Fixed vocabulary: All possible words are known a priori, and their total probability sums to 1.
These assumptions are violated by natural language—yet the model works remarkably well for classification because we only need to correctly rank class probabilities, not estimate them accurately.
Now we derive the complete Multinomial Naive Bayes classifier, starting from Bayes' theorem and the multinomial assumption.

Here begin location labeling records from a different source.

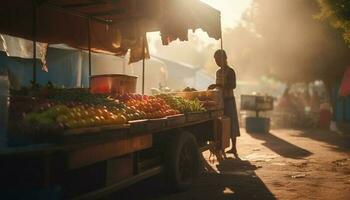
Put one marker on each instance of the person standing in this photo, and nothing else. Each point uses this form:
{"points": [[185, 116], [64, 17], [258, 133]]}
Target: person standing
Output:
{"points": [[226, 81]]}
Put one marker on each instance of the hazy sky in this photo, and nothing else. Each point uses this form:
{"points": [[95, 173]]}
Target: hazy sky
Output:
{"points": [[231, 10], [231, 13]]}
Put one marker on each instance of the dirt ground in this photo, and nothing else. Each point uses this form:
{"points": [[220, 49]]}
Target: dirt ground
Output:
{"points": [[284, 164]]}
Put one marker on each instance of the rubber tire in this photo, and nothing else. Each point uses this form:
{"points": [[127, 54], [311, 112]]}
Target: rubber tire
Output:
{"points": [[173, 150]]}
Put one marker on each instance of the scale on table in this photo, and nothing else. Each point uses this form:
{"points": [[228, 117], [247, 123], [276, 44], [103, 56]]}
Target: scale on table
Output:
{"points": [[256, 103]]}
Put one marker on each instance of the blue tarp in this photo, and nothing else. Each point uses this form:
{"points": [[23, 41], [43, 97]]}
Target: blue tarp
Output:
{"points": [[63, 68], [341, 112]]}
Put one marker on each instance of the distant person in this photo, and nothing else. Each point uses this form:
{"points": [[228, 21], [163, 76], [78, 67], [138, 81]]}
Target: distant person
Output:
{"points": [[226, 80]]}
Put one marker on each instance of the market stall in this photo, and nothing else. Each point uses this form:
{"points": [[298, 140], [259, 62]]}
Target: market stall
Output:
{"points": [[64, 136]]}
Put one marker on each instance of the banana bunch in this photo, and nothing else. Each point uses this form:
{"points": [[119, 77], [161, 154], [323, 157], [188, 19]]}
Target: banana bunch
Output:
{"points": [[182, 104]]}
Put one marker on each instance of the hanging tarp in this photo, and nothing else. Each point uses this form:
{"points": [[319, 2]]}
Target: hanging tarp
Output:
{"points": [[22, 48], [116, 26]]}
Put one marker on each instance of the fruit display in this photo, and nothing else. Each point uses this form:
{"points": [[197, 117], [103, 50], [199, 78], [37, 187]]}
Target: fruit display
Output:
{"points": [[182, 104], [210, 100], [79, 116], [150, 106], [77, 108]]}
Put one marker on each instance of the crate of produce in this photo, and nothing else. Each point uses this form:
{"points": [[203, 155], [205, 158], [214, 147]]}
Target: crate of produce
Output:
{"points": [[176, 120], [137, 126], [197, 116], [156, 124], [210, 99]]}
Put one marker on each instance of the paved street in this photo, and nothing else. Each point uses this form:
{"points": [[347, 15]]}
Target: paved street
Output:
{"points": [[285, 164]]}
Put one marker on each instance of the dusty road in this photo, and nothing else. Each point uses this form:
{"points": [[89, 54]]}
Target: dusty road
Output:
{"points": [[285, 164]]}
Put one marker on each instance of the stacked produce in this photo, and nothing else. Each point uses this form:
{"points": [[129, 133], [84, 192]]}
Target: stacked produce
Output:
{"points": [[151, 107], [77, 108], [77, 116], [182, 104]]}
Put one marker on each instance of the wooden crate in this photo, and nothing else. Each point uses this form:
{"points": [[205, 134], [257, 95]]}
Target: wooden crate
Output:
{"points": [[197, 116], [176, 120], [156, 124], [216, 113], [137, 126], [98, 152]]}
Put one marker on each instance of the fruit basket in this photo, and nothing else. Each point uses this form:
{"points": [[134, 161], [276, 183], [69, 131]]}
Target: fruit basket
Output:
{"points": [[176, 120]]}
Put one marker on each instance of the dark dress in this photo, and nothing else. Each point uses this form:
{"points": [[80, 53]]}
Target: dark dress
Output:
{"points": [[226, 77]]}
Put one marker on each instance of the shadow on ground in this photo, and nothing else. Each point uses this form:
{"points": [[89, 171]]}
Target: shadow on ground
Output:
{"points": [[280, 146], [236, 180], [339, 142]]}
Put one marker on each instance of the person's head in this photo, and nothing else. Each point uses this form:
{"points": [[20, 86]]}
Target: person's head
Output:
{"points": [[220, 57]]}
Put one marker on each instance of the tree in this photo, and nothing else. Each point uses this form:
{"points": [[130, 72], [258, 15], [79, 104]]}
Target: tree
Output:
{"points": [[337, 12], [295, 46]]}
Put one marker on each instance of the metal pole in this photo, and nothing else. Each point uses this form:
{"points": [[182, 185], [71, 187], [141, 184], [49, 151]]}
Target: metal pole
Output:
{"points": [[89, 47], [143, 64], [34, 26]]}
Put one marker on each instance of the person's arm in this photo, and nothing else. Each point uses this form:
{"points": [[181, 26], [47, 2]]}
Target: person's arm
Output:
{"points": [[230, 80], [216, 85]]}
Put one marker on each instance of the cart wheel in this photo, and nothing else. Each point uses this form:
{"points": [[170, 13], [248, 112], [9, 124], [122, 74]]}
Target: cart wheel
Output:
{"points": [[182, 161]]}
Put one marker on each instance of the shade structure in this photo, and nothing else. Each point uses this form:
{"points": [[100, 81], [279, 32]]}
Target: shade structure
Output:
{"points": [[345, 85], [116, 25]]}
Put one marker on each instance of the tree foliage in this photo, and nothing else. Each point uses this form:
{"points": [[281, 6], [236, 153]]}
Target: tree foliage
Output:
{"points": [[337, 12], [294, 47]]}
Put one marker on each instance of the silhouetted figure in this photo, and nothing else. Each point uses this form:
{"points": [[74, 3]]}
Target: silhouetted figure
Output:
{"points": [[226, 80]]}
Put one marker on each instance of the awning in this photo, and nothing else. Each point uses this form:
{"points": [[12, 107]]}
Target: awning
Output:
{"points": [[345, 85], [115, 25]]}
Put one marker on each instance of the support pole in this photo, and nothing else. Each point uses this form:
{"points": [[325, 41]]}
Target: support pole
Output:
{"points": [[34, 26], [89, 48], [143, 64]]}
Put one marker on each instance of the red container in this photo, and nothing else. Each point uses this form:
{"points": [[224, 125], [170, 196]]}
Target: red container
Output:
{"points": [[113, 84]]}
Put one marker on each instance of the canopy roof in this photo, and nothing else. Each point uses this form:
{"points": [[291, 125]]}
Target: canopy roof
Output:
{"points": [[115, 25]]}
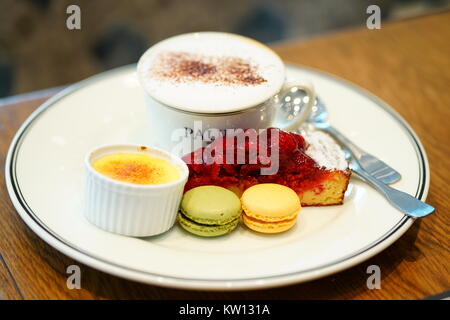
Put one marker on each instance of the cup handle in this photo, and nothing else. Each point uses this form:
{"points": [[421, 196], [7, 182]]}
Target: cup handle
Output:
{"points": [[294, 105]]}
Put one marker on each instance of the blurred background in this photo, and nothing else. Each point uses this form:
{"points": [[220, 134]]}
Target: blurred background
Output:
{"points": [[37, 51]]}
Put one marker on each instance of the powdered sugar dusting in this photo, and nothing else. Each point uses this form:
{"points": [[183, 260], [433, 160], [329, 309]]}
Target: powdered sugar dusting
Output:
{"points": [[325, 151]]}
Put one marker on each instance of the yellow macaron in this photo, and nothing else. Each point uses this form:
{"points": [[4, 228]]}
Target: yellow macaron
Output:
{"points": [[270, 207]]}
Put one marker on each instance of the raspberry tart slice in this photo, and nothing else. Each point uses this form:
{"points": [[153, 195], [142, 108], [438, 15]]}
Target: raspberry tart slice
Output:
{"points": [[313, 165]]}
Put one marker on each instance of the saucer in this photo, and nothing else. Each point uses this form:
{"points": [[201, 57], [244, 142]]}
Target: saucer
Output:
{"points": [[45, 180]]}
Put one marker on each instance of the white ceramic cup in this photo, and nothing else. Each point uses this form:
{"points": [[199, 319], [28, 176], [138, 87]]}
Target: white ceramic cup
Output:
{"points": [[173, 128], [132, 209]]}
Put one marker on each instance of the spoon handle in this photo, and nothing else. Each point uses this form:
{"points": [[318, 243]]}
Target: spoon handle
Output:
{"points": [[368, 162], [404, 202]]}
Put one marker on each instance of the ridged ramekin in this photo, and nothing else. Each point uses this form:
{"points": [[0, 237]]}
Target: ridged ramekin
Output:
{"points": [[132, 209]]}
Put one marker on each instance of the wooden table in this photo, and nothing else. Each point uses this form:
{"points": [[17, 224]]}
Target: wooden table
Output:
{"points": [[406, 63]]}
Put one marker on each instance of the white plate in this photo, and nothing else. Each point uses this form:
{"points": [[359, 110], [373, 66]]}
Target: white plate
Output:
{"points": [[44, 174]]}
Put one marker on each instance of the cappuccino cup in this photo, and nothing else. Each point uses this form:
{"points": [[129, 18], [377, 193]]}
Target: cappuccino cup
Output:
{"points": [[198, 82]]}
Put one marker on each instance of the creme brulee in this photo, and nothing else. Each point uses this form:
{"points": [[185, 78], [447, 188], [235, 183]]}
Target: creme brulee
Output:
{"points": [[136, 168]]}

Step 1: Apply Bayes' Theorem
For a document $d$ represented as a vector of word counts $\mathbf{x} = (x_1, x_2, \ldots, x_{|V|})$:
$$P(c | \mathbf{x}) = \frac{P(\mathbf{x} | c) P(c)}{P(\mathbf{x})}$$
Since $P(\mathbf{x})$ is constant across classes, classification requires:
$$\hat{c} = \arg\max_{c} P(c) P(\mathbf{x} | c)$$
Step 2: Model the Likelihood Using Multinomial
Under the multinomial model:
$$P(\mathbf{x} | c) = \frac{n!}{\prod_i x_i!} \prod_{i=1}^{|V|} P(w_i | c)^{x_i}$$
where $n = \sum_i x_i$ is the document length.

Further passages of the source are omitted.